Autor Niko Tinbergen
en Limba Engleză Paperback – 30 oct 1984
Enthusiastic and informal accounts of the exciting discoveries and fascinating observations made by naturalists in the study of the behavior of animals in their natural surroundings.
Curious Naturalists is one of the most beloved and enduring works in the literature of natural history and animal behavior. Written by Nikolaas "Niko" Tinbergen—the Dutch-born ethologist who shared the 1973 Nobel Prize in Physiology or Medicine with Konrad Lorenz and Karl von Frisch for their foundational work in establishing the science of ethology—the book offers enthusiastic and informal accounts of the exciting discoveries and fascinating observations made by naturalists in the study of the behavior of animals in their natural surroundings.

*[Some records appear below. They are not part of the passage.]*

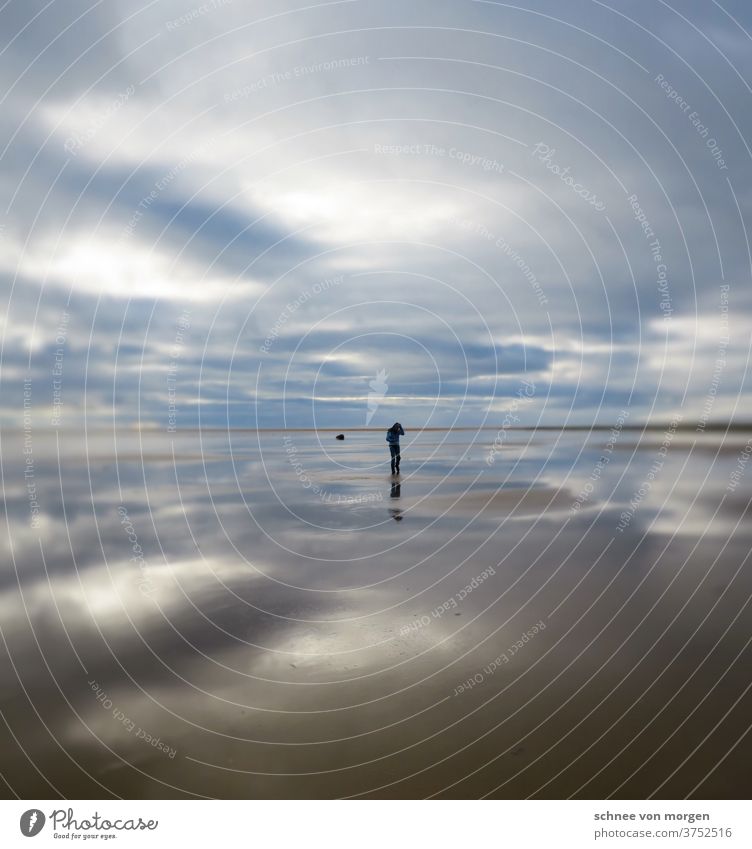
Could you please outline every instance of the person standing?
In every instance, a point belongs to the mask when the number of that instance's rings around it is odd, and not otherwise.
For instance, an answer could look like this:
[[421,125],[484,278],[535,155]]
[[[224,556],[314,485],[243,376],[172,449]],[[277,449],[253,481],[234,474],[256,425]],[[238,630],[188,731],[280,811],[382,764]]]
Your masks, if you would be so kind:
[[392,474],[399,474],[399,464],[402,459],[399,448],[399,438],[404,436],[405,431],[399,422],[395,422],[386,432],[386,441],[389,445],[389,452],[392,456]]

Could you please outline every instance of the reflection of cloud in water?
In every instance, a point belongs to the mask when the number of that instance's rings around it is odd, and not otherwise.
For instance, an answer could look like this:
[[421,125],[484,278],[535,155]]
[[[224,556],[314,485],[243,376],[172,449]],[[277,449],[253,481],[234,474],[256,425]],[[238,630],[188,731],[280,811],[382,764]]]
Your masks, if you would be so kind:
[[[716,670],[720,674],[721,666],[702,666],[703,658],[749,595],[749,577],[734,578],[749,549],[744,523],[731,533],[746,509],[741,488],[724,502],[721,515],[730,539],[717,562],[717,533],[698,537],[725,491],[735,454],[714,460],[704,451],[685,465],[687,449],[672,447],[663,475],[628,529],[617,534],[621,505],[650,468],[653,448],[638,450],[628,466],[621,458],[629,459],[629,453],[615,454],[586,509],[572,518],[573,493],[588,479],[600,437],[584,442],[574,467],[572,458],[585,440],[581,433],[544,434],[524,451],[510,444],[489,472],[483,459],[492,436],[481,435],[468,448],[466,434],[452,435],[436,461],[435,436],[426,445],[419,439],[412,458],[421,457],[420,463],[391,480],[338,472],[312,435],[298,434],[312,475],[336,481],[353,499],[382,496],[337,505],[321,503],[286,474],[279,439],[264,443],[262,437],[267,479],[248,472],[260,467],[258,458],[243,459],[234,470],[221,435],[204,435],[205,465],[194,459],[197,437],[181,437],[185,462],[178,453],[174,467],[149,461],[143,471],[140,463],[123,459],[138,453],[136,437],[121,436],[122,503],[144,569],[129,559],[133,541],[118,514],[115,457],[91,466],[92,510],[88,480],[66,472],[61,494],[56,456],[51,462],[40,444],[37,480],[46,516],[41,550],[17,509],[18,572],[6,571],[0,594],[4,634],[16,664],[14,671],[3,661],[6,680],[18,674],[66,750],[125,795],[141,792],[136,788],[149,780],[115,759],[96,737],[155,780],[186,791],[204,793],[208,782],[211,795],[245,795],[252,788],[266,797],[365,792],[388,776],[429,766],[486,731],[488,756],[530,734],[529,745],[538,752],[556,747],[528,771],[533,790],[576,757],[577,746],[582,752],[589,745],[606,714],[616,717],[632,708],[632,726],[647,725],[689,681],[683,717],[708,692]],[[159,438],[149,436],[146,443],[152,456],[165,453]],[[348,462],[366,465],[372,449],[370,436],[351,435]],[[251,451],[248,444],[243,451]],[[446,474],[455,458],[464,458],[461,477]],[[67,468],[77,461],[71,453],[62,462]],[[12,481],[20,468],[8,464],[6,478]],[[690,509],[708,470],[709,480]],[[682,518],[689,521],[673,536]],[[713,527],[717,531],[718,523]],[[493,576],[465,592],[489,566]],[[457,598],[455,607],[450,600]],[[451,696],[458,683],[539,620],[546,621],[545,632],[512,662],[477,689]],[[411,630],[416,622],[424,624]],[[738,651],[733,635],[739,628],[717,649],[727,664]],[[741,692],[742,677],[732,667],[725,689],[709,696],[698,715],[708,719],[726,710],[728,699]],[[109,715],[87,683],[92,680],[113,709],[174,747],[175,757]],[[651,689],[638,700],[646,688]],[[64,776],[66,786],[91,793],[89,780],[38,734],[20,687],[6,691],[2,707],[38,763]],[[669,737],[676,710],[650,726],[646,745]],[[582,731],[567,736],[591,711]],[[552,713],[555,719],[547,720]],[[504,724],[493,731],[499,722]],[[452,734],[443,734],[452,723]],[[419,744],[426,737],[430,740]],[[351,739],[334,742],[344,738]],[[393,754],[405,747],[409,755]],[[681,747],[677,741],[666,749],[662,763],[668,770],[679,762]],[[471,751],[461,756],[465,771],[485,757]],[[372,763],[357,766],[364,761]],[[13,746],[7,763],[30,792],[38,789]],[[596,768],[592,764],[602,760],[577,761],[565,777],[587,780]],[[616,774],[625,777],[633,766],[625,756]],[[504,760],[497,767],[502,777],[517,768]],[[241,772],[225,771],[233,769]],[[329,770],[328,777],[317,779],[315,788],[305,778],[244,772],[321,770]],[[407,781],[404,790],[432,792],[459,774],[439,770],[423,783]],[[643,780],[631,785],[633,795],[647,786],[639,783]],[[476,782],[468,785],[473,794],[488,789],[482,772]],[[600,792],[611,785],[593,786]],[[561,793],[564,785],[552,787]]]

First published in 1958, the book distills approximately 25 years of Tinbergen's fieldwork and biological exploration into vivid, accessible narratives written for a broad general audience. Tinbergen thought of himself above all as a “curious naturalist”—someone dedicated to watching and wondering about the natural world—and that spirit of patient, joyful inquiry permeates every page. The writing is notably free of technical jargon, making the science accessible to non-specialists while losing none of its intellectual depth.
The book draws on Tinbergen's own landmark field studies, including his celebrated investigations into the behavior of digger wasps and their remarkable ability to navigate back to their burrows using visual landmarks, experiments that became classics in the study of animal learning and spatial orientation. He also recounts studies of herring gulls, three-spined sticklebacks, grayling butterflies, and other animals, weaving together descriptions of the field conditions, the questions asked, and the ingenious experiments devised to answer them. The accounts span fieldwork conducted in the Netherlands, on the English coast, and in other locations across Europe, capturing both the excitement of discovery and the painstaking methodology behind it.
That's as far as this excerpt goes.